During one investigation, Bruen came across hundreds of sites — featuring pirated software, unlicensed pharmaceuticals and get-rich schemes — registered to a single man, Henry Nguyen Gong, with an address and phone number supposedly based in France. Both the Web address and the privacy protection service came from a domain registrar, Bizcn.com, that is headquartered in the coastal Chinese city of Xiamen.

As Bruen searched for other sites registered to the same person, he was startled to find Rapetube.org. The images and descriptions Bruen found there only deepened his concern, prompting him to complain to ICANN and raise questions about the site in an email to the organization’s chief executive, Fadi Chehade. Bruen eventually filed more than 1,400 complaints against Bizcn.com about flawed information on sites registered to Henry Nguyen Gong.

Chehade replied warmly, saying in an email to Bruen, “I appreciate your dedication and commitment to the ICANN community.” But ICANN’s compliance staff rejected 11 percent of his 8,000 complaints, mostly on the grounds that the filings “lacked sufficient detail.” For the other 89 percent, Bruen received no response at all, he said.

The FBI and other law enforcement agencies around the world have lobbied ICANN to create a more accurate, accessible Whois database to assist their investigations. Even the industry group of domain registrars, the Domain Name Association, has endorsed the idea of a more accurate database, at least in concept. The association also has argued that more rigorous record keeping would add to the costs for registrars if they have to verify identities through passports or other official documents. Buying a new Web address now typically costs less than $15 a year.

For months, Bruen continued to periodically check the Whois database to see whether the contact information for Rapetube.org had been corrected. It never was. But after Bruen expressed his frustration publicly, in a post on his personal blog in September, Rapetube.org suddenly went dark.

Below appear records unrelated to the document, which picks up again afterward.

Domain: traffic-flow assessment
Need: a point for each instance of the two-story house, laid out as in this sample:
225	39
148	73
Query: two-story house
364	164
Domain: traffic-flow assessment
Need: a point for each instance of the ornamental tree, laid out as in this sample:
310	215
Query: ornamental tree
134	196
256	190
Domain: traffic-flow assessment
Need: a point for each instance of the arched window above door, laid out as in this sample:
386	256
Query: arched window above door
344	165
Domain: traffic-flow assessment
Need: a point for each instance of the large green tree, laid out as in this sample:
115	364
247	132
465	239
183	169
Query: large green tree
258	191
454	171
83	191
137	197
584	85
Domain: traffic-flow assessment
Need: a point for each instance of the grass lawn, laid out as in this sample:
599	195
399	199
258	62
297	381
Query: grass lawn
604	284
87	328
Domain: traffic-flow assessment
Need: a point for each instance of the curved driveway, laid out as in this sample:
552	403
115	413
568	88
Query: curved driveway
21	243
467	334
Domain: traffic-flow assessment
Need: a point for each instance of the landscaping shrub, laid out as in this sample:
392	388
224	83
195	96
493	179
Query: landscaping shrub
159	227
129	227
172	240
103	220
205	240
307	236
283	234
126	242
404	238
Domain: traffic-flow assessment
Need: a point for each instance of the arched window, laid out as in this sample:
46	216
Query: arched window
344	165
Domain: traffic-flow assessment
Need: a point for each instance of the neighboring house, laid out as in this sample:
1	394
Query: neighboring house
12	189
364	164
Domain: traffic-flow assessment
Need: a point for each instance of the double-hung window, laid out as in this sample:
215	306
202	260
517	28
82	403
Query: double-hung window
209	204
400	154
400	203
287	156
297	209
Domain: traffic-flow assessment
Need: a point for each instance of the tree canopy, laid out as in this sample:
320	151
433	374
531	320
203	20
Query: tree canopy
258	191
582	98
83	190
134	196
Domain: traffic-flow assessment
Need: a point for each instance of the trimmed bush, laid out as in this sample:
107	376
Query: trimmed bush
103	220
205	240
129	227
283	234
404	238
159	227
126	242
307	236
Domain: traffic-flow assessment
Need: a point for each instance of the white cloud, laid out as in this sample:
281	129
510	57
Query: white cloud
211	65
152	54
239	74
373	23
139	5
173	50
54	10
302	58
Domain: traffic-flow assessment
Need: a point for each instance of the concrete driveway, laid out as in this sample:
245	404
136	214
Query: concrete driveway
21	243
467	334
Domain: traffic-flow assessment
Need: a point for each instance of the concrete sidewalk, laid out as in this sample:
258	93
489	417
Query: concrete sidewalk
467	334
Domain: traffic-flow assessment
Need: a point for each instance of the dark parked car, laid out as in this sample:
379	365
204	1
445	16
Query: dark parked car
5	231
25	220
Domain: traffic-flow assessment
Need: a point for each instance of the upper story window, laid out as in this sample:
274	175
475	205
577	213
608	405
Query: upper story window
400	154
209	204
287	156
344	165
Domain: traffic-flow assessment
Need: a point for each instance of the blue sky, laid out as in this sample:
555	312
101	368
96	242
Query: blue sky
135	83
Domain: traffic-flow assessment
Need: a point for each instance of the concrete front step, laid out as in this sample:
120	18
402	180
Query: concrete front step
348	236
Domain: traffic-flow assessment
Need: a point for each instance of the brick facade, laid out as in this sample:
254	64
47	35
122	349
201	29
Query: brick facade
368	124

A few days later, with Rapetube.org still offline, Bruen decided to see how many similar sites were still online by running a search for Web addresses with the word “rape” in their names. He quickly found more than 40.

“There’s really a commercial interest in promoting this material,” Bruen said, “and it’s much, much bigger than I thought.”

The sites carried links to one another, allowing customers to have access to several for a single payment, but they also appeared to compete. One site bragged: “This is, without a doubt, the sickest and most depraved rape fantasy content I have EVER seen. . . . Even if you are a seasoned fan, like me, you may STILL come away shocked.”

Again, the contact information was of little use, with most sites listing only a “privacy protection service” run by their domain registrars. Nearly a year after discovering this extreme pornographic niche, Bruen was little closer to learning who operated the sites.